Automated compensation of part tolerances in aircraft production

As part of the “Fast-FlexMont2” research project, the Fraunhofer Institute for Manufacturing Technology and Advanced Materials IFAM in Stade, Germany, has demonstrated an automation solution for the efficient assembly of large structures on a 1:1 scale. The use of advanced measuring and referencing methods, high-precision positioning technologies as well as the implementation of continuous digital process control resulted in a decoupled process for automated tolerance compensation of aircraft components. Downtimes was reduced and the efficiency of the joining processes in the vertical tail plane assembly – the focus of the project – was increased. 

The application extends beyond aviation and comparable efficiency benefits can also be achieved in other industries by making minor adjustments to the solutions.

Aim of the “Fast-FlexMont2” project (“Research on agile production technologies for CFRP box structures”), funded by the German Federal Ministry of Economic Affairs and Climate Action (BMWK), was the development of a solution to increase efficiency in the assembly of aircraft vertical tail planes. The high-precision positioning of components, particularly in aircraft construction, plays a key role here. In collaboration with Airbus and FFT Produktionssysteme, a method was developed in which a special pasty shim material was automatically applied onto a rudder hinge outside the assembly line and cured before installation in the vertical tail plane. The gap-filling material was used to compensate any inaccuracies arising during the assembly of components on structures with tight tolerances.

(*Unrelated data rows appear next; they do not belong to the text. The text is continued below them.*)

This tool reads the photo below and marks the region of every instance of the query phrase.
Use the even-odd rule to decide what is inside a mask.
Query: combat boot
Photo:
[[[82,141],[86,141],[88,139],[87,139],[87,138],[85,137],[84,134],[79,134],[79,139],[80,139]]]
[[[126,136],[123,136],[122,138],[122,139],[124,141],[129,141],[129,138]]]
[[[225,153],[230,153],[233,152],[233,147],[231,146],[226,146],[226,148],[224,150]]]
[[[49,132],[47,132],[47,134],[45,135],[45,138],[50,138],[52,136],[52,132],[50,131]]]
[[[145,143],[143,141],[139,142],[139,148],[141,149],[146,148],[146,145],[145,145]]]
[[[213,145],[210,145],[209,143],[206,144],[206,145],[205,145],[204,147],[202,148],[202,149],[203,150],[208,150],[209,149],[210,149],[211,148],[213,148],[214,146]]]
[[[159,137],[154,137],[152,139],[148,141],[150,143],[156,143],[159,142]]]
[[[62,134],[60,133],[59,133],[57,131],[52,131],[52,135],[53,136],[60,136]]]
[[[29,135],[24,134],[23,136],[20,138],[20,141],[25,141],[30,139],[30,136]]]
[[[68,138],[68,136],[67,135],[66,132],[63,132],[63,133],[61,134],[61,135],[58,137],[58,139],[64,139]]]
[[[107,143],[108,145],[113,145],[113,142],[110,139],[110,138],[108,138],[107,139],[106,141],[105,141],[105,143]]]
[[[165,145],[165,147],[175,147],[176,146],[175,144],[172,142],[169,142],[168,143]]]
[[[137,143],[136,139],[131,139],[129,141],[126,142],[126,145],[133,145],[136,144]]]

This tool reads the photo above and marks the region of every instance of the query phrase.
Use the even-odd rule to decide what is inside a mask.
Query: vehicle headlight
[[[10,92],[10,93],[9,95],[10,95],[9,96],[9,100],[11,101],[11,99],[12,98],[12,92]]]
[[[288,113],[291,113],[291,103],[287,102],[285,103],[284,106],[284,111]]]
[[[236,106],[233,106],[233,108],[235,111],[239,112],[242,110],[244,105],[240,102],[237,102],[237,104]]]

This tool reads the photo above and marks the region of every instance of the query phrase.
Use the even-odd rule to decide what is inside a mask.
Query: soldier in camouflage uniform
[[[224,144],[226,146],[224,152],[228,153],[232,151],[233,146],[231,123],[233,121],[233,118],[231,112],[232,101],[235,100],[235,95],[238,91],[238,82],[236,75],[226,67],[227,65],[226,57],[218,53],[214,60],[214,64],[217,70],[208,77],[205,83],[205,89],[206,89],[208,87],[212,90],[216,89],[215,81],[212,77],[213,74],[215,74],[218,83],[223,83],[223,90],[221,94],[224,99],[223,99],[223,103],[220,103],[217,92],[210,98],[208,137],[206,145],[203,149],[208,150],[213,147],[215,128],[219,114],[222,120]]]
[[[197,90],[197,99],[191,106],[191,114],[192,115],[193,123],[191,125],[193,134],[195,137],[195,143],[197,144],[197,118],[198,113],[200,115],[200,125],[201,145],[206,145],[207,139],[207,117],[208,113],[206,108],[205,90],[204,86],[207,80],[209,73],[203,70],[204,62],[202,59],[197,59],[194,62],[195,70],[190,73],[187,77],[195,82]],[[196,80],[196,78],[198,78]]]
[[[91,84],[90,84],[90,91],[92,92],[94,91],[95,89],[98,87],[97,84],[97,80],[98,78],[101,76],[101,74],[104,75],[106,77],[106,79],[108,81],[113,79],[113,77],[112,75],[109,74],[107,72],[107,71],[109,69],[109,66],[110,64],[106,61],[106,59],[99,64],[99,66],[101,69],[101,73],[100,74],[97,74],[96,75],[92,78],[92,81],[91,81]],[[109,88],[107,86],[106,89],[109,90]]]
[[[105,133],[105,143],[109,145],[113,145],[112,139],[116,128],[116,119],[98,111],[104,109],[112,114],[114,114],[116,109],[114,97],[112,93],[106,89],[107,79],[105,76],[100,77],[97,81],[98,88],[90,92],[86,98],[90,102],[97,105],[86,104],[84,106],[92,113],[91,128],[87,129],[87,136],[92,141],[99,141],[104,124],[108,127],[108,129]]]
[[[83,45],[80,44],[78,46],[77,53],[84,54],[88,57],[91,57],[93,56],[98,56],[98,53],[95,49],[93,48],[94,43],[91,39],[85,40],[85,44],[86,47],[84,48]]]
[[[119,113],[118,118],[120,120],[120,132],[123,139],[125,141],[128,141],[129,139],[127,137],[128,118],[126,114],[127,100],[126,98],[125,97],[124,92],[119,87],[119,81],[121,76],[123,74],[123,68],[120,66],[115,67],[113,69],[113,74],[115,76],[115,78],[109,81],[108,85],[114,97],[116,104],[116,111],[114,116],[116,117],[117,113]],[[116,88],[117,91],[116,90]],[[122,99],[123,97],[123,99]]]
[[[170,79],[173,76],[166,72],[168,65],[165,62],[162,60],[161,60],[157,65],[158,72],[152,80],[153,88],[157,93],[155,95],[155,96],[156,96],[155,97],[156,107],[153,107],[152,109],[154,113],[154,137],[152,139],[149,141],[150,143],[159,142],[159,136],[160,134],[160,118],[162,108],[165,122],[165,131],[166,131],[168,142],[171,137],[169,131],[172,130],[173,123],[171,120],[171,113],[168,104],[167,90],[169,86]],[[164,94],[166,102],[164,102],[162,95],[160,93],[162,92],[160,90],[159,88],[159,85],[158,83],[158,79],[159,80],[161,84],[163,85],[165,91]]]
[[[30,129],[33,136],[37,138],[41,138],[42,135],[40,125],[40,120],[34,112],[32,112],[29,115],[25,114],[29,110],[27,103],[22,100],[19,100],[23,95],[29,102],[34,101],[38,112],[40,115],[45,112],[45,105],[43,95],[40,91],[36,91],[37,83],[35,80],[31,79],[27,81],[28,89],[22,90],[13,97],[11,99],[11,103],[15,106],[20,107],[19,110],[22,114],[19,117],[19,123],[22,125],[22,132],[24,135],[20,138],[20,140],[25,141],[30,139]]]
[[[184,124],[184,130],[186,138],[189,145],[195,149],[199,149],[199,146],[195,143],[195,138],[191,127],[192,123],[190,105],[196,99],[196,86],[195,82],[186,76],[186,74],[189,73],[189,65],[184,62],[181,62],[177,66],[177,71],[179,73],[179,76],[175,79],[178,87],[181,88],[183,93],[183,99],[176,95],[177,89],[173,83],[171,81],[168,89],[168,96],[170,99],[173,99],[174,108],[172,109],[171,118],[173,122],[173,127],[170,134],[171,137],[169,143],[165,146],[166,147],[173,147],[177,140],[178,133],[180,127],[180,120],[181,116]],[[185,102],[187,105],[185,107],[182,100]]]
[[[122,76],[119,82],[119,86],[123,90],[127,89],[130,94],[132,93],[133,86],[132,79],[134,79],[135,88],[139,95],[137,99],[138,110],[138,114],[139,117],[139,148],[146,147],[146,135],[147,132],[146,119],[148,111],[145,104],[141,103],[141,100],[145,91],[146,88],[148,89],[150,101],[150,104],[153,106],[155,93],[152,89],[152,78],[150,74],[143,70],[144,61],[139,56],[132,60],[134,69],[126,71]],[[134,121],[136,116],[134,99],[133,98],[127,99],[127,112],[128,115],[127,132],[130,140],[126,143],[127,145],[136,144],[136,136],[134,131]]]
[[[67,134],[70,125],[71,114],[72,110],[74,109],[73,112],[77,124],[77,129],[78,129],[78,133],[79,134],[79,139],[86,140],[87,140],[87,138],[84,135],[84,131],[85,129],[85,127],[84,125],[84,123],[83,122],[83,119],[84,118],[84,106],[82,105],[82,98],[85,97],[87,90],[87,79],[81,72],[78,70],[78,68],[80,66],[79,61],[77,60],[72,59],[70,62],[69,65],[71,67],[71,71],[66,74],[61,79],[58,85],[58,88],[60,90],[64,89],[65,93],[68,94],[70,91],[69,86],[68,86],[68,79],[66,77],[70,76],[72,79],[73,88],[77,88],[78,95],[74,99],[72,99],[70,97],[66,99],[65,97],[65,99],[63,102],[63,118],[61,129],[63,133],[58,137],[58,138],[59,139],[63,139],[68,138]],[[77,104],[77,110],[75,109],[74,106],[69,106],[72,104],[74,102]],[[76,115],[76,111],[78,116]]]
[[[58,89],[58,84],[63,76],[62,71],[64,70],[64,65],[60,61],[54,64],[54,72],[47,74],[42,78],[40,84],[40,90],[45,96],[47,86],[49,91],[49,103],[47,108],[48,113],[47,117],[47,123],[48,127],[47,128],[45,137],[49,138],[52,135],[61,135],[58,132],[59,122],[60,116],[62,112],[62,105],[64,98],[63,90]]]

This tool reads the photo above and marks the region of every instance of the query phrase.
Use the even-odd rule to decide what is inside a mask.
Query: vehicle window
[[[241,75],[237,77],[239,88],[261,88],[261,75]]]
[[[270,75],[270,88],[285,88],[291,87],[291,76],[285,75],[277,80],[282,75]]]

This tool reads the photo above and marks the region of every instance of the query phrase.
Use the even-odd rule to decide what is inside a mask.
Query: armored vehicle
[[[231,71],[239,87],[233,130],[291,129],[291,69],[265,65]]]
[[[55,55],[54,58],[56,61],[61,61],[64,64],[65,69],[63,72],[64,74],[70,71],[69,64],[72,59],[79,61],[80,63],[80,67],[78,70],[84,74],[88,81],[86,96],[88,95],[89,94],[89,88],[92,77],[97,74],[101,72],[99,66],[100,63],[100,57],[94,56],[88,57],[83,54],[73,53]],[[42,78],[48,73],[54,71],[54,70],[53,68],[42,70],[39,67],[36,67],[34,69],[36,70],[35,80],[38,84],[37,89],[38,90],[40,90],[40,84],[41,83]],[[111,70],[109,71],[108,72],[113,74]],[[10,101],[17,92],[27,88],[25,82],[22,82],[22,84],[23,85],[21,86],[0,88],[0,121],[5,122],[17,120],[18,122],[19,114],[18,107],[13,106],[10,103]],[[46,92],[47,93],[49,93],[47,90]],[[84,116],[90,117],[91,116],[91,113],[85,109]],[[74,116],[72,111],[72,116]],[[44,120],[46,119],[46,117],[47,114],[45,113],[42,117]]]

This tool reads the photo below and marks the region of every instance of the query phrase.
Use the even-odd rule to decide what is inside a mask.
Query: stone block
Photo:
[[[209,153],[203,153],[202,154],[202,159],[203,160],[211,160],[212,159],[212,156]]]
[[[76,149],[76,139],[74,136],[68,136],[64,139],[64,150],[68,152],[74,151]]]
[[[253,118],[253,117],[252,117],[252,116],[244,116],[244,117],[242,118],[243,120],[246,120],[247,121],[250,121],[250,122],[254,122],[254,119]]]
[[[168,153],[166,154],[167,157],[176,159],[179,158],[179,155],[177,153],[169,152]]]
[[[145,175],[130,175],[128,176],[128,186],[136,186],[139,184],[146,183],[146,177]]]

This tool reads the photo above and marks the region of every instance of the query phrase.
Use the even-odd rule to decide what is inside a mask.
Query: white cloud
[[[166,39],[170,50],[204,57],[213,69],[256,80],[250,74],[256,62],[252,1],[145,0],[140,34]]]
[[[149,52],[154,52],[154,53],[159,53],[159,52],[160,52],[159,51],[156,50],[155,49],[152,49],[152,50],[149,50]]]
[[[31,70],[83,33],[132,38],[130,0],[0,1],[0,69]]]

Digitalization as an enabler for the parallelization of processes 

The parallelization of work steps within the production process was made possible in particular by the sensor-based detection of the surface geometry of the respective joining areas. In the assembly process, which was initially carried out virtually, the precise gap volumes for the shim application were calculated by combining measurement data and target positions. This adaptive process could then be performed at a remote station independently of the vertical tail plane, eliminating downtimes and waiting times. Automated and digitally networked processes made it possible to respond to part tolerances on the one hand and to the variance of the differently dimensioned rudder hinges on the other. Volumetric metering and application as needed as well as the precise shaping and edge smoothing of the shim based on a digital best-fit determination and the values calculated from it. After the gap filling cured, the finished shimmed rudder hinge was inserted into the vertical tail plane.

Process automation using lightweight robotics

Lightweight, robotic assembly aids were used for component handling and precise positioning, facilitating manual production processes while ensuring consistent quality. In addition to agile production, this optimization reduces the downtime of technical resources by parallelizing operations, which also increased productivity and reduced costs.

Potential for reducing costs and increasing efficiency also for other sectors

The idea of automatically applying and curing gap-filling material to compensate for geometric tolerances during assembly is not limited to aircraft vertical tail planes. The adaptability of the system allows it to be applied to other structures as well as other industries, such as the production of rail vehicles, ships, commercial vehicles and wind power plants. The advantages are obvious: cost savings and increased efficiency are not only important for the aerospace industry, but are also worth pursuing in other sectors. 

At the Fraunhofer IFAM in Stade, Germany, innovation is a top priority in a unique state-of-the-art, close-to-production research environment – especially when it comes to increasing the efficiency of assembly and joining processes. Here, the Fraunhofer IFAM bundles cross-industry expertise in the field of joining and assembly and transforms it into technological solutions that meet customer requirements in the most pragmatic and cost-effective way possible down to the last detail.

These groundbreaking developments are not only important for aircraft production, but are also applied in other sectors such as rail vehicle, commercial vehicle, automotive, shipbuilding or wind power plant manufacturing. The Fraunhofer IFAM in Stade is therefore both a showcase for scientific excellence and a driving force for groundbreaking progress in industrial manufacturing.     

The described results were achieved in cooperation with Airbus Operations GmbH and FFT Produktionssysteme GmbH & Co. KG as part of the aviation research project “Fast-Flexmont2” (“Research on agile production technologies for CFRP box structures”; funding code: 20W1728C). This project was funded by the German Federal Ministry of Economic Affairs and Climate Action Protection based on a resolution of the German Bundestag.